Почётное место, в углу, занял плечистый, весь седой Бобёр, а за ним вся большая семья его, по старшинству.

За столом было тесно, в избе душно, но вкусно пахло едой и молодым пивом. Ляпа, старший сын, развертистый парень, от торга в Киеве однодерёвками богател, двор считался на весь посёлок первым, и в большие праздники у Бобра на столе было чего хочешь, того просишь. И если Ляпа втайне гордился, что все это от его ловкости и обходительности, то старик Бобёр на этот счёт своё думал. Всё дело было в том, что чур, хозяин, очень уж им добёр попался. Старик ясно видел, что домовой крал для скотины корм по соседним домам, но помалкивал. Ежели старатель одёжу хозяйскую когда надевал, то берег её и всегда вовремя клал на своё место. За приплодом всяким во все глаза заботник глядел и, ежели замечал в каком деле огрех, сейчас же поправлял всё. И старуха по приказу Бобра не жалела для хозяина ничего и всякую ночь ужин ему за печку ставила: кушай, батанушка, кушай, родимый!..

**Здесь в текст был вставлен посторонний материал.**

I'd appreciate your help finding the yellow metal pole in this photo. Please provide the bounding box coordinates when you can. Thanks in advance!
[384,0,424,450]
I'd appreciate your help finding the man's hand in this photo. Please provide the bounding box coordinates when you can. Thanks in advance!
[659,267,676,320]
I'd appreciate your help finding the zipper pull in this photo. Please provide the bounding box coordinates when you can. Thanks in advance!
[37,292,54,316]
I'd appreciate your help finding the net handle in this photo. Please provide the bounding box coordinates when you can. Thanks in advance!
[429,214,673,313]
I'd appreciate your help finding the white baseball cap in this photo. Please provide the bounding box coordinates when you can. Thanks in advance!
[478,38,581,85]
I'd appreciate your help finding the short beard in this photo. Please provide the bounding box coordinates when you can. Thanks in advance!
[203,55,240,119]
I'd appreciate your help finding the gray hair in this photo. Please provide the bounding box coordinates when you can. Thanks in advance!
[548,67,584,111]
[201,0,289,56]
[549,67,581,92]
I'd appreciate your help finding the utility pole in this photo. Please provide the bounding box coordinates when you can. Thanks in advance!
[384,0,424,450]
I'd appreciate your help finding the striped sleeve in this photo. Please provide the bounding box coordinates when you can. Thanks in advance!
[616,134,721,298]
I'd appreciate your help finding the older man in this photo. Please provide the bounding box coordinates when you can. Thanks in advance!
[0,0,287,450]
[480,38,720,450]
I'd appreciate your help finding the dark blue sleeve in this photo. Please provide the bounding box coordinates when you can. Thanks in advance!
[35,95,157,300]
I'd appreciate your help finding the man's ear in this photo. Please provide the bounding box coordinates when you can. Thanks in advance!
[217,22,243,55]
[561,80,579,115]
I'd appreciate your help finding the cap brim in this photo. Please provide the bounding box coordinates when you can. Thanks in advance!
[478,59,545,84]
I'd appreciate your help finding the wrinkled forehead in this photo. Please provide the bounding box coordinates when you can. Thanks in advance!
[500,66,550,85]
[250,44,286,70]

Разговоров лишних за столом не было: священна была эта ночь и священна трапеза — в этой тиши морозной рождается солнце… И под конец старуха подала всем такую же кашицу на сыте, как и Ржаному Деду, но тут же на столе часть её отделила на деревянную торель курам, чтобы неслись лучше. И когда управились с ужином и возблагодарили богов за щедрые дары их, Бобёр выдернул из Деда наудачу один колосок, и по избе пронёсся шёпот восхищения: колос был длинный и полный — значит, и урожай жита на лето будет богатый…

— А ну теперь ты, старуха!..

Баба, шепча что-то, вытянула из-под столешника былинку сена. И опять всеобщая радость: былинка была длинна. Значит, и сена, и льны будут хороши. В закопчённой избе точно посветлело. И вдруг в морозной ночи зазвенели под окном молодые голоса:

По Дунаю по реке, по бережку по крутому Лежат гусли не налажены. Коляда!.. Кому гусли налаживати? Коляда!.. Налаживать гусли Бобру тороватому! Коляда!.. Бобра стара дома нет, Он уехал в Царь-город, Суды судить, ряды рядить. Коляда!.. Он старухе шлёт кунью шубу. Коляда!.. Сыновьям-то шлёт по добру коню. Коляда!.. Дочерям-то шлёт по черну соболю. Коляда!..

И старики, выйдя к воротцам, щедро дарили колядчиков — и за то, что Коляду пропели, и за то, что подошли поперёд всех к Боброву двору, почёт оказали…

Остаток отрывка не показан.